Launched from a Los Angeles living room in late 2024 with just $20,000, Medvi has achieved a scale that traditionally required thousands of employees. In its first full year, the company generated $401 million in sales. It is now on track to hit $1.8 billion in revenue for 2026—all with a full-time headcount of exactly two: Gallagher and his brother, Elliot.

The AI "Operating System"

Gallagher didn’t build Medvi by hiring engineers, marketers, or customer support reps. Instead, he treated a suite of AI tools as his "full-stack" staff. He used ChatGPT, Claude, and Grok to write the platform's code; Midjourney and Runway to generate thousands of video and image advertisements; and ElevenLabs to power voice-based customer service.

To handle the "physical" world, Gallagher plugged his AI-driven front end into existing infrastructure.

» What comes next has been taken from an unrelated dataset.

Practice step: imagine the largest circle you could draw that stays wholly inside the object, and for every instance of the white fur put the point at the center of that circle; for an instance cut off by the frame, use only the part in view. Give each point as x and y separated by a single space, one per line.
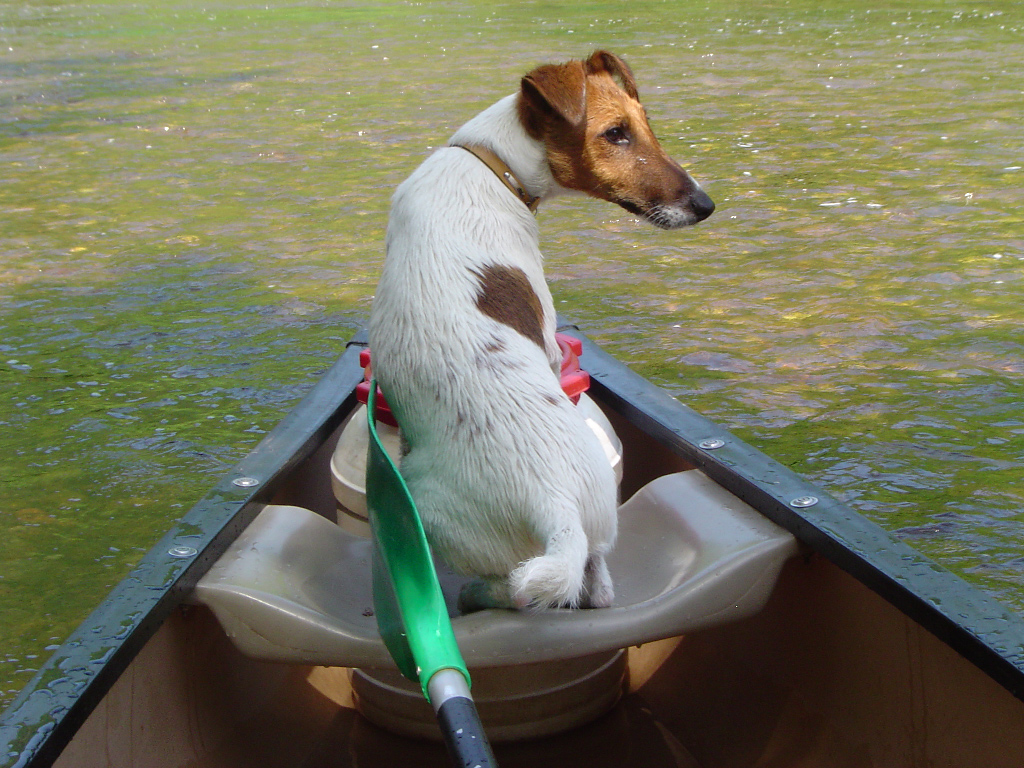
511 483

Companies like OpenLoop and CareValidate provide the actual licensed physicians, pharmacies, and shipping logistics. By "renting" the hard parts and automating the growth layer, Gallagher achieved a 16.2% net profit margin—nearly triple that of established competitors like Hims & Hers, which employs over 2,400 people.

Friction in the Machine

The rise of Medvi isn’t without controversy. The company’s explosive growth is fueled by the massive demand for GLP-1 weight-loss drugs (like compounded Semaglutide), a market so hot that critics argue the product—not the AI—is the real secret sauce.

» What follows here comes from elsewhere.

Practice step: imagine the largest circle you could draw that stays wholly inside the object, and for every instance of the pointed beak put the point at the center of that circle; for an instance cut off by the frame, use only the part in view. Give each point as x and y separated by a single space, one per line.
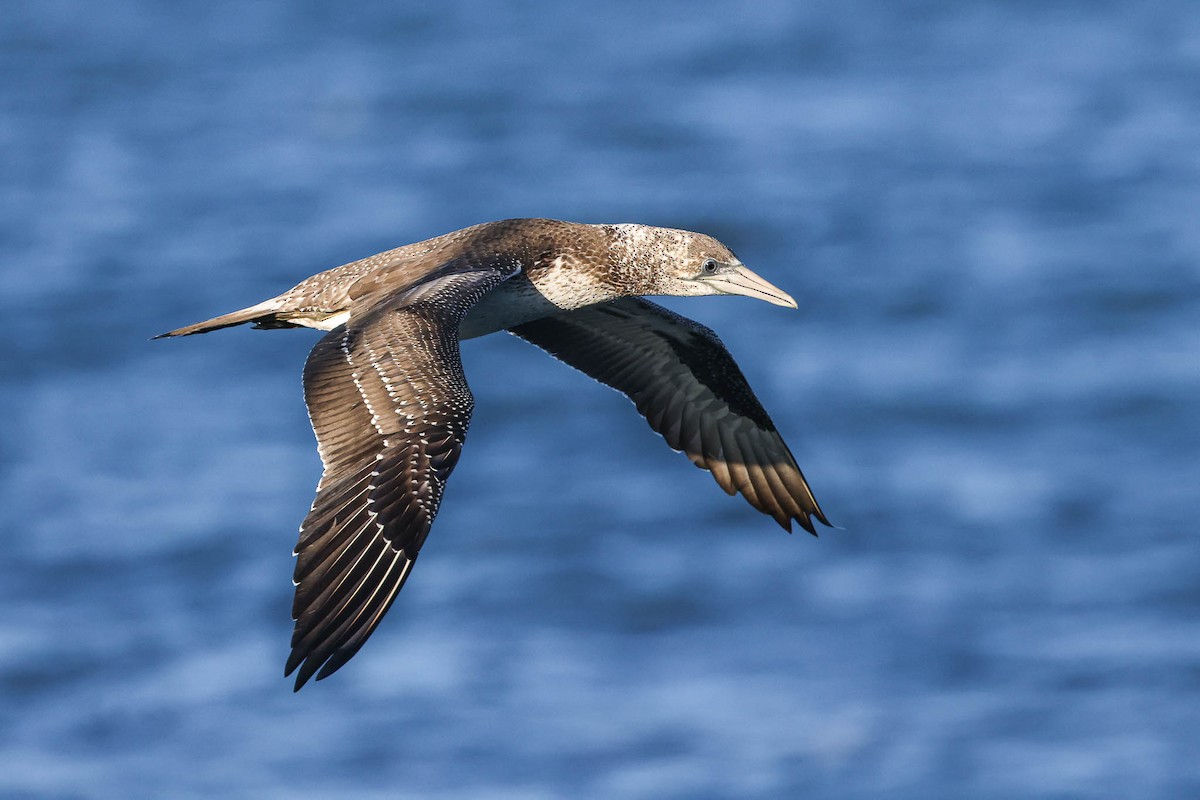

Furthermore, the "hands-off" model has shown cracks. Medvi's AI chatbots have famously "hallucinated" drug prices and non-existent product lines, forcing Gallagher to step in as the sole human backstop. More seriously, the FDA recently issued a warning letter to the company regarding its marketing claims, and some observers have pointed out that many of the "doctors" in Medvi's early ads were AI-generated personas.

A New Blueprint

Regardless of the ethical debates, Medvi represents a fundamental shift in capitalism. It proves that in the AI age, the "middleman" has been hyper-charged. By using AI to compress an entire corporate hierarchy into a single laptop, Gallagher has turned the traditional startup playbook on its head, moving from "move fast and break things" to "move solo and scale everything."